Pienso en ellos y me veo a mí mismo como tío. Todos ellos, a excepción de uno,
viven a 2.800 km. de acá. Los veo poco, como se darán cuenta. Y esto me hace pensar
que para ellos debo ser el “tío de lejos”, ese que cuando puede se pega un vueltín
y los pasa a ver.
Luego
pienso en mi otro sobrino, el que vive acá y en cuán seguido lo veo en
comparación con los otros. Pucha, a fin de cuentas, si uno pudiera repartirse,
no existirían las injusticias, ¿no?
Eso
me llevó a pensar en dos tíos que fueron parte de mi niñez, uno de ellos era mi
“tío de lejos” y la otra, la tía que veía casi todos los fines de semana.
Así
es que me llegan estas imágenes: Alta Gracia, ciudad cordobesa a la que cada
vez que uno se introduce tiene que inclinarse y hacer una reverencia. Parece
ser una ciudad antigua, pero los jóvenes están a la orden del día.
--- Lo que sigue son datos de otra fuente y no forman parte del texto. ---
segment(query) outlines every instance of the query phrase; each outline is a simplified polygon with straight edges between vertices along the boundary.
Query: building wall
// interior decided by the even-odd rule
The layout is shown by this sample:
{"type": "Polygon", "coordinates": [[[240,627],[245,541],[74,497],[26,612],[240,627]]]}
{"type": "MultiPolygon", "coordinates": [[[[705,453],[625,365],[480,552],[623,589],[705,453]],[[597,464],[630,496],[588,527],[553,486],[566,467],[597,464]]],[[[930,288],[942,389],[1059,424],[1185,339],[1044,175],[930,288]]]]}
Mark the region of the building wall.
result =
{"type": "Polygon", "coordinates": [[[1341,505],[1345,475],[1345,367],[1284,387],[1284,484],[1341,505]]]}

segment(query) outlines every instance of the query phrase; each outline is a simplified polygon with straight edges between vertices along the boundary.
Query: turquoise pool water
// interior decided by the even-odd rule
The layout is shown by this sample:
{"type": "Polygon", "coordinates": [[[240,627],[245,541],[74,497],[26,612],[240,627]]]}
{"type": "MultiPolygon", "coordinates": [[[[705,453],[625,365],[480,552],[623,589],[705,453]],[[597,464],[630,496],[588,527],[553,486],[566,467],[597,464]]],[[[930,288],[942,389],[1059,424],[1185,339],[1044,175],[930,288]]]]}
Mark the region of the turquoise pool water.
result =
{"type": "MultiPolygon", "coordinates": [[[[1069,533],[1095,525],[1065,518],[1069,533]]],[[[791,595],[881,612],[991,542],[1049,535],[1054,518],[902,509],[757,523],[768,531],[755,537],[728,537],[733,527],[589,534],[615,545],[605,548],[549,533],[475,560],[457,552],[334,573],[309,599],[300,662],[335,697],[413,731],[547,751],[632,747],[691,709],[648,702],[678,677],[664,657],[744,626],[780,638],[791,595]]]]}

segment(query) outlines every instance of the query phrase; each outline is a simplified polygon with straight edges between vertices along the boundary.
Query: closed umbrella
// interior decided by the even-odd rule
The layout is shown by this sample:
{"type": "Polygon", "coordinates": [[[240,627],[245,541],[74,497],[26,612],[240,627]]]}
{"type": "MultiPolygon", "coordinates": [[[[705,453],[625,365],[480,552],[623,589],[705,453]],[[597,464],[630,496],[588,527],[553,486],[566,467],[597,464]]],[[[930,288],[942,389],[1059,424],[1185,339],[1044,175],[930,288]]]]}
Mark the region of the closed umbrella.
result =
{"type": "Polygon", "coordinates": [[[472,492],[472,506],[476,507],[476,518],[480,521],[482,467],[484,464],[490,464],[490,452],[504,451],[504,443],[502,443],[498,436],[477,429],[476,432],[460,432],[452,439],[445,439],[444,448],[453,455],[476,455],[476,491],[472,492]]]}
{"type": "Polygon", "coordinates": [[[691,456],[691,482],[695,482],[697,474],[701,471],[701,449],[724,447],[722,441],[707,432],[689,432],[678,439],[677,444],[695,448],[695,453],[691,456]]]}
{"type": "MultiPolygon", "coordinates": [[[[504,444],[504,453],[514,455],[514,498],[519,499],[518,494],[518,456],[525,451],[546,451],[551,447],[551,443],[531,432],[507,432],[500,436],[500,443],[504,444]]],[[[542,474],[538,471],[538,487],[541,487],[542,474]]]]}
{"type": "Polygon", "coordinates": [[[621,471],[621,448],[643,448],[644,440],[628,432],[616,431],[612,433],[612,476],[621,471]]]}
Cuando
fueron a una fiesta dicen “Alta joda”, cuando ven a una chica linda dicen “Alta
mina” y cuando cuentan un buen chiste dicen “Alta Gracia”.
Todo
parece ser hermoso en Alta Gracia, en la vida de aquel niño, hasta que ve salir
por la puerta a su tía y sabe que se acabó la diversión. “Esta noche duermo
acá”, piensa el niño y parece que el mundo se le viene a pique.
Es
que mi tía Lili era buenísima, tan buena que daba la vuelta entera y se
transformaba en un tirano. Sentir la voz de mi tía retándome era casi tan
espeluznante como oír la de mi vieja. Mi tía era hilarante, graciosa, tenía
mucha onda. “Alta onda”. Le gustaba hacer bromas con nosotros y así, mientras
se reía con su risa estentórea y nos contagiaba a todos, cambiaba su expresión
en cuestión de segundos a una seriedad suprema, le lanzaba una mirada
fulminante a mi primito menor y lo ponía en caja. A veces, creo que más que
ponerlo en caja, debía haberlo mandado por encomienda a Sri Lanka o algunas de
las islas del Pacífico. ¡Bien lejos!
La
casa de mis tíos era chiquita, pero entraba de todo. Mi tía era la campeona
local de tétris doméstico. Al fondo de la casa, estaba la pieza de mis primos
donde pasábamos muchas horas. En esa pieza dormía yo. Ahí comenzaba mi
pesadilla.
Primera
prueba: meterme en la cama para acostarme. Mi tía tendía la cama tan tirante y
ajustada que tenía que meter las piernas y dar patadas para desajustarlas. Segunda
prueba: justo al horario de dormir se le ocurría poner el lavarropas, que
estaba ubicado en la antesala a la pieza y cada tanto encendía la luz para
buscar o revisar algo. El haz de la luz me daba de lleno en la jeta. Tenía que
taparme con el antebrazo los ojos.
La
pesadilla, en síntesis, era que uno creía poder descansar de la autoridad y
dictadura de los padres y estaba muy equivocado. Ojo, que esta es mi única forma
de decirle a mi tía: Gracias.
Cuando
veía el trato que mi tía le daba a mis primos, ya me iba haciendo una idea a
qué clase de vacaciones se referían mis padres. Mis viejos eran los que
vacacionaban de nosotros, pero ellos nunca sabrán que en la casa de mi tía la
pasaba de lujo.
Mi
tía es muy graciosa. Se ríe con toda el alma.
El
santo Carlos Borromeo dijo una vez que si le notificaran que dentro de una hora
se acabaría el mundo, él seguiría jugando su partida de ajedrez. Bueno, si le
hubieran dicho a mi tía lo mismo, ella seguiría riéndose.
Mi
tía tenía un kiosco en su casa y vendía de todo: chicles, pan, juguetes,
gaseosa y risas por kilo. “Hola, doña, me da un kilo y medio de risas”. Entonces,
mi tía contaba un chisme y se reía dentro de una bolsa, la pesaba y te cobraba.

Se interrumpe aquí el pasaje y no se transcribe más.